Il est temps que la peur change de camp

"Quand on voit le nombre de plaintes et les non-lieux qui en ressortent, en fait on n’a pas confiance en la justice. On se dit que notre histoire va être étouffée… Pourquoi souffrir en racontant 10 fois mon histoire pour qu’on me dise au final : ha mais non, sans doute que vous aviez une jupe trop courte ! Il faut rappeler que les violences sexuelles sont un crime et que c’est puni par la loi. Tant que la justice ne fera pas correctement son travail pour appliquer cette loi, les agresseurs continueront en toute impunité puisqu’ils n’ont pas peur… Et il est temps que la peur change de camp !", ajoute-t-elle.

Sensibilisation des bourgmestres

Aujourd’hui, les deux bars incriminés par les premières plaintes à Ixelles sont toujours ouverts, même si les militantes ont tenté de les faire fermer, avec l’appui du bourgmestre d’Ixelles, Christos Doulkeridis.

Il faut dire que l’enquête n’a pas beaucoup avancé. Une information judiciaire a été ouverte, et un suspect aurait été entendu par la police, mais personne n’a encore été inculpé et le parquet de Bruxelles se refuse à tout commentaire.

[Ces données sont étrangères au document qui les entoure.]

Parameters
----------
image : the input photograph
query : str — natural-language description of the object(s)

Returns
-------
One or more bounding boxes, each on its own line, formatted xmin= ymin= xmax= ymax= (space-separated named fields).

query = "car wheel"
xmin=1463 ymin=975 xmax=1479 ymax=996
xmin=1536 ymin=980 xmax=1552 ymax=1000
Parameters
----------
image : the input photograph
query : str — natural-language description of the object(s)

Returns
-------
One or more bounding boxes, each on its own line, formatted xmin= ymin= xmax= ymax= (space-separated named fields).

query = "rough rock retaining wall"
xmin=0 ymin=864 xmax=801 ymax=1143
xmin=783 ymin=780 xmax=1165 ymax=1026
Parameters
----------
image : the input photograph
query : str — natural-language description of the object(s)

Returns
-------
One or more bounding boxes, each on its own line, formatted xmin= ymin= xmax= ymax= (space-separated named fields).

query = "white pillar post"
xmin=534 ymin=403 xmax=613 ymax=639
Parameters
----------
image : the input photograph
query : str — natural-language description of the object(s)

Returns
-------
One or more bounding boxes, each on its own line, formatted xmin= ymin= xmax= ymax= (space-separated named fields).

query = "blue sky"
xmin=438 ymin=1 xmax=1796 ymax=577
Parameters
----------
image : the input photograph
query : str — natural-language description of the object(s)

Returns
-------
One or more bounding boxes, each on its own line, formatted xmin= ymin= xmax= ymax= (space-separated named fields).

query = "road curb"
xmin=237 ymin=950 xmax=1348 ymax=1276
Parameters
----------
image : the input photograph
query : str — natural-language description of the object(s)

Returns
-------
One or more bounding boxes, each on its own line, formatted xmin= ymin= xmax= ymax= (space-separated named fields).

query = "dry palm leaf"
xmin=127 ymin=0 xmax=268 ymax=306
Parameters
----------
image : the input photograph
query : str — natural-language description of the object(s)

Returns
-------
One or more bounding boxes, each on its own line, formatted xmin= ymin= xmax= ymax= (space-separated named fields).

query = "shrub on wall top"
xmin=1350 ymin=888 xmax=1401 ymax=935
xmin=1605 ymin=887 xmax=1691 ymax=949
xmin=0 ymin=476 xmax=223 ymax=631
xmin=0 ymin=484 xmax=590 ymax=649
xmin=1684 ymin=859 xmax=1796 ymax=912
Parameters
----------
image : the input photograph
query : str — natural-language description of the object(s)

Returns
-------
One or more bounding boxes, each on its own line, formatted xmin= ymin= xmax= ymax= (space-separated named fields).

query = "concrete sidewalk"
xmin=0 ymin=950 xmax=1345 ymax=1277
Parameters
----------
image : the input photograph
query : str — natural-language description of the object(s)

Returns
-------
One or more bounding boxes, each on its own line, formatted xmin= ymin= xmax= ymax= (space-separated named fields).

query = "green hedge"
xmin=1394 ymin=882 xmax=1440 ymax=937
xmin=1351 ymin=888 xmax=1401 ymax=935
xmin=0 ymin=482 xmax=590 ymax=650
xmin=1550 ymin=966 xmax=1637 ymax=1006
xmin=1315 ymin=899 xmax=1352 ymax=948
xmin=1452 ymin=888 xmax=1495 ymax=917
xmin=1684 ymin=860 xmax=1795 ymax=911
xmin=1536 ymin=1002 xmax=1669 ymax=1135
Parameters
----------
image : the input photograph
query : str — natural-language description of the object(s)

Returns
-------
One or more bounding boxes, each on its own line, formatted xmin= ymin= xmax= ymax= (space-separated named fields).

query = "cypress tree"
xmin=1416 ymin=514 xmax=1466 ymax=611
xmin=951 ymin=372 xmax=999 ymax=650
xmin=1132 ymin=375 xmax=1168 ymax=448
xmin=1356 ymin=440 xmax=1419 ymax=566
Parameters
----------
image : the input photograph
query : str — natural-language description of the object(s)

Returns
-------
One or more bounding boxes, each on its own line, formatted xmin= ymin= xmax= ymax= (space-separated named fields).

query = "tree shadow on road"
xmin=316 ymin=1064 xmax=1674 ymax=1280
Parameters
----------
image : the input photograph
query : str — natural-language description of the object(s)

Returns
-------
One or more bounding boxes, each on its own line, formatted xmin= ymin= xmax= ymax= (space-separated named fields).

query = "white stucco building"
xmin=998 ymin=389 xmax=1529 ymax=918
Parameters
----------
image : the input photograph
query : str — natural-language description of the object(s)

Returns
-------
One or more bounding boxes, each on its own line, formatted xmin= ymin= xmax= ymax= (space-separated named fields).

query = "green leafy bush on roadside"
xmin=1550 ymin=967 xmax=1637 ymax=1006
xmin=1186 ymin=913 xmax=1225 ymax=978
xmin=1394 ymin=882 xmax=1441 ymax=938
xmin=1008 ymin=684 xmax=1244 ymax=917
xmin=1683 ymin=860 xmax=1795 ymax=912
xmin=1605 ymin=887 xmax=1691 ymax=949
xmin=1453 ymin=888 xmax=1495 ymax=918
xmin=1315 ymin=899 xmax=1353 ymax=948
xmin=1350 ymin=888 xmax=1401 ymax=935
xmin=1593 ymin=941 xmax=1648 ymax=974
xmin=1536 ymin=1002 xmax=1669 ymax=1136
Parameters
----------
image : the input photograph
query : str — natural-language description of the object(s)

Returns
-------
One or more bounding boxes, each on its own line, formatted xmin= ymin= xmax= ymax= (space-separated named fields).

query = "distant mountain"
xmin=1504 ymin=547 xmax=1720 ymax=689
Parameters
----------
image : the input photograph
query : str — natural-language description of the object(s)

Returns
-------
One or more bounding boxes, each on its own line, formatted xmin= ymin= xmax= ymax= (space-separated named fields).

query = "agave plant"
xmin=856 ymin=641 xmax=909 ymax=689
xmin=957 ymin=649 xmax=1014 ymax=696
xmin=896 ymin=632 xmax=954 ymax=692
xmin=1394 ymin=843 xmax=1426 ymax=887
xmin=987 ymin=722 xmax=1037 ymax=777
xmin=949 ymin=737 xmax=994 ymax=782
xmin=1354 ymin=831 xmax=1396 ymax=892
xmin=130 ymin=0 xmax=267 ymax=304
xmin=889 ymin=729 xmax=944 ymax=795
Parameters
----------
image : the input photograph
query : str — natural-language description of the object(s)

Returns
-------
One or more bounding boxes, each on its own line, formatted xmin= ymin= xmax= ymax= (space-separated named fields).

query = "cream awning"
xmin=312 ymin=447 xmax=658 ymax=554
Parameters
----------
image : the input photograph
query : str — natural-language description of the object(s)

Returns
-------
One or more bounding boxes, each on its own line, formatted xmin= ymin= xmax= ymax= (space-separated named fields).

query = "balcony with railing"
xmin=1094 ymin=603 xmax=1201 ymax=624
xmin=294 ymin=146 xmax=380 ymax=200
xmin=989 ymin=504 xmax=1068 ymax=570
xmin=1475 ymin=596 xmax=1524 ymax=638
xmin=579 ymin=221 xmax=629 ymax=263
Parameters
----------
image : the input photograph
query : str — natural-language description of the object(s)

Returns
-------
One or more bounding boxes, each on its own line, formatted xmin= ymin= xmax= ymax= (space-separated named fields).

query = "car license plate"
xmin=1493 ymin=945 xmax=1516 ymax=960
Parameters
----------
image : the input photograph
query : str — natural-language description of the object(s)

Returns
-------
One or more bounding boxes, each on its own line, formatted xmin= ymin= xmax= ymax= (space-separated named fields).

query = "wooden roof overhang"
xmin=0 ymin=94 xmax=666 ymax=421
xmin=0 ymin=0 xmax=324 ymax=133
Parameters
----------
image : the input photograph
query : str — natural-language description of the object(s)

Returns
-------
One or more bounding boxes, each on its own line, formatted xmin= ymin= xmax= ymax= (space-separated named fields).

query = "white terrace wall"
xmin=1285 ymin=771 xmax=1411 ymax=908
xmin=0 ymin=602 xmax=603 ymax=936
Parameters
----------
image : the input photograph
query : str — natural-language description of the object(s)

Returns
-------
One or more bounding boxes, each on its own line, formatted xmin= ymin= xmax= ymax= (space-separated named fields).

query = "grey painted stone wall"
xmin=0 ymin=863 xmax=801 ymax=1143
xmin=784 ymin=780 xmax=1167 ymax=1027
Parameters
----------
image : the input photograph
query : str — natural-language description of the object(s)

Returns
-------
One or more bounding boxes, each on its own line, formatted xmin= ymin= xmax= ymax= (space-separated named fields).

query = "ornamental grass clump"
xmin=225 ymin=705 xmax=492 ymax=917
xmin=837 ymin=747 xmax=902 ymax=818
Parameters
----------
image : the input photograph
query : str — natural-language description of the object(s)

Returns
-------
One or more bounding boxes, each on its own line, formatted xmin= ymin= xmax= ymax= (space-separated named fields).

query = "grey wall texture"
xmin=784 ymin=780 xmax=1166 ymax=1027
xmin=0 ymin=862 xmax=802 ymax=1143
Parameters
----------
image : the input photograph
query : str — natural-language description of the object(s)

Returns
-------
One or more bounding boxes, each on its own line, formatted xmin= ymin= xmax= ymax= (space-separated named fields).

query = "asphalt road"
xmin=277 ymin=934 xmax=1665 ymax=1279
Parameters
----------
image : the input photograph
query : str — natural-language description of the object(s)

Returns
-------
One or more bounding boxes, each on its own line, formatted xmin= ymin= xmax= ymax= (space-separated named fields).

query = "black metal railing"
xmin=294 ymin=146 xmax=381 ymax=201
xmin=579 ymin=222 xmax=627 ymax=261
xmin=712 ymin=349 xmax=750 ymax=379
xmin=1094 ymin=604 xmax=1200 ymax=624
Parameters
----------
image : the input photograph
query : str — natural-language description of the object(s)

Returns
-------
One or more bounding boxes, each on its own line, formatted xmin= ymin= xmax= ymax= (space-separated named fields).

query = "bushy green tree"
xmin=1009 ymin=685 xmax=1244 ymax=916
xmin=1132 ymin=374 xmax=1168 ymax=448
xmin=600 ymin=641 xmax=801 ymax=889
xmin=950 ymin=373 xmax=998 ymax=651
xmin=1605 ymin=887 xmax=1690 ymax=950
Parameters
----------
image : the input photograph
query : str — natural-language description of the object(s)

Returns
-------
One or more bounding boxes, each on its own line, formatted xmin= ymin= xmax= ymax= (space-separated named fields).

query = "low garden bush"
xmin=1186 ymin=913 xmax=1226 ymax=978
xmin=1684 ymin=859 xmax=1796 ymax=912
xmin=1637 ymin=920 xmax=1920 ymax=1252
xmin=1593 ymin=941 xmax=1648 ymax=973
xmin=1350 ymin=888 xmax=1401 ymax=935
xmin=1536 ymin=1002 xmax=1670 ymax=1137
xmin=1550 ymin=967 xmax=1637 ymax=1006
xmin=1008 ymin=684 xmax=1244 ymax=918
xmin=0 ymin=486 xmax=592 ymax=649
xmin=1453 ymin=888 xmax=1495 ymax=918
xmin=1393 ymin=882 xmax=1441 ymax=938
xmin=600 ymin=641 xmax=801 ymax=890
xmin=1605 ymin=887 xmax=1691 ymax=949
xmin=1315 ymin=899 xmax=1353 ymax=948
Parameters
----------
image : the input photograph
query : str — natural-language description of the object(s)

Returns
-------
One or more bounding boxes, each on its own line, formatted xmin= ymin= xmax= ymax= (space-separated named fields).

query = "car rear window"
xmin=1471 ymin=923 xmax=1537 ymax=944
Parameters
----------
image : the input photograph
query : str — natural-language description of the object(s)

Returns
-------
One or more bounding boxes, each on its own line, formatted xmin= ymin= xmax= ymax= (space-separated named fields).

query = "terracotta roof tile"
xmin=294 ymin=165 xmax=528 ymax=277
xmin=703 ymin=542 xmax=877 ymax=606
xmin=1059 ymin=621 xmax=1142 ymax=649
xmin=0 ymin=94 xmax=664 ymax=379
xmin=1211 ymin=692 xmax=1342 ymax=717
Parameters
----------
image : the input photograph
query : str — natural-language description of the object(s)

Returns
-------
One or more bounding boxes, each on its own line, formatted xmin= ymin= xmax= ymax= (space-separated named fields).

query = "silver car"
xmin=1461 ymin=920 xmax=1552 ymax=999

Les militantes, elles, ne baissent pas les bras, elles se sont d’abord rassemblées au sein de l’Union Féministe Inclusive Autogérée, l’UFIA, parce qu’elles ne veulent pas se laisser diviser. Une association dont Laura fait désormais partie et qui a pris contact avec tous les bourgmestres des communes bruxelloises.

"Tous les bourgmestres n’ont pas encore répondu, loin de là, regrette la jeune femme. Certains ont envoyé des échevines ou échevins de l’égalité des chances, mais il y a encore beaucoup de communes où on n’a toujours pas de réponse. Ceci dit, avec ceux et celles qu’on a pu rencontrer, on est quand même en train d’entamer des modifications et des choses intéressantes qui peuvent être mises en place. Ça va peut-être inspirer les autres", espère Laura.

Message aux hommes

Les militantes veulent aussi que les choses bougent pour la responsabilisation des tenanciers. Pour elles, il est inconcevable que des patrons ne soient pas au courant de ce qui se passe dans leurs bars ou leurs cafés. Elles restent donc vigilantes, et espèrent aussi ne pas mener ces combats seules. Laura lance d’ailleurs un appel aux hommes :

"Il est temps que vous aussi vous soyez fatigués, et que ce ne soit pas juste nous à être en train de crier dans la rue. Quand vous êtes témoin, vous êtes complice. Il est temps que les hommes prennent part au combat, parce que le féminisme existe depuis très longtemps. On a toujours l’impression que c’est un truc par et pour les femmes et les minorités de genre, et pourtant non. Il est temps qu’on ait des alliés actifs. Vous avez des privilèges, il est temps de les déconstruire pour qu’on ait tous et toutes les mêmes privilèges".

Voilà peut-être quelques bonnes résolutions pour entamer l’année 2022.